5 Steps to Develop a Fundraising Plan
Money doesn’t fall from trees. You got to get off your arse, and go get it. Many startups also really don’t raise any money until their CEO focuses on fundraising fulltime. So if you’re stuck or lost in all the details of fundraising, we’ve broken it down into 5 big action items for a fundraising plan:
Build your projections with costs first, then revenue. Don’t over-complicate it until your finances start to get complicated. If they are that complicated, then you should be passing it off to a CPA (outsourced or inhouse) anyway. Update your projections every quarter.
The best two tools I found that help you do this:
- EZ Numbers works better for startups. Same ones investors use. It does everything: founders’ shares, investment calculations, ROI, valuations, etc. And it’s made really easy so you can start small, and scale it.
- B Plan’s Online Business Planning software. If you have a service based business where you don’t need all their founder share calculations, but you need to show & calculate revenue, there software helps you project this, and measure your performance.
Also, if you are one of the many new businesses planning on raising funds through crowdfunding, word is going around it’s required you have financial projections. If you are raising over $100K, you must have a CPA certify your financial projections. If you are raising over $500K, you must have a CPA or CFO do your financial projections (if anyone else has more information on this, we’d love to hear it!).
2. Prospect List
Now that we have our financial projections, we’re going to start by making a list of every wealthy person you know. Your prospect list. This is your “friends and family category”. Be very careful soliciting investors on the internet or by email. Check up on state laws surrounding how much loss can be written off on taxes. Your typical F&F’s aren’t aware of tax benefits/loses, etc. so you need to explain these. It’s also a really good idea to retain an attorney at this point.
Assume a 25% success rate to either get an introduction or a commitment; if you are more successful, your prospect list is not long enough.
3. Pilot Pitches
Two things here: First, always ask for feedback. Rework and refine your pitches based on the feedback given by your prospect list. You’ll probably never get feedback though, so this is a catch 22. Why does no one like to give feedback? Because if you make the changes, you’ll assume it means “change this & I’ll invest”. Or they don’t want to burn bridges. They’d rather watch you from afar.
Second, don’t state an ROI. This can legally be considered a promise, therefore becoming a liability.
4. Expand Prospect List
Next, expand your prospect list to include possible venture capital, and angel investors. Most of your prospect list will automatically expand anyway; as people will tell you “so and so might be interested in this”. Your friends and family category should’ve included wealthy people, other then your mom. Wealthy people, know wealthier people.

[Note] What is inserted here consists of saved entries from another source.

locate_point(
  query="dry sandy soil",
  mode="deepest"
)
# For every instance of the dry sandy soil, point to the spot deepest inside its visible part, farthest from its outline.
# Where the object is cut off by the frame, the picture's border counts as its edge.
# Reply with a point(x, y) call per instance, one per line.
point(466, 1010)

Watch out for people who take a cut to make an introduction, then that person takes a cut to make an introduction, then the next, etc etc. I know this is really popular here in Florida, and other states where money is hard to come by. It’s a huge scam, and you have to be very cautious. While I believe in paying people for their honest efforts, I don’t believe you should pay money upfront to anyone doing this b/c of scams. If they really believe in you, they’ll make the introduction anyway.
5. Closing Date
Generate a closing date for your fundraising round after you’ve gotten all commitments you need. Doing this all at once can save a ton of money, you’ll need an attorney. Can’t swing that hefty attorney’s bill? After all, he doesn’t drive a Mercedes for nothing. Many attorneys are glad to postpone payments until after you close. And no, attorney’s can’t accept credit cards for retainer fees because it has to be put into a trust account (I’ve already tried that one too ).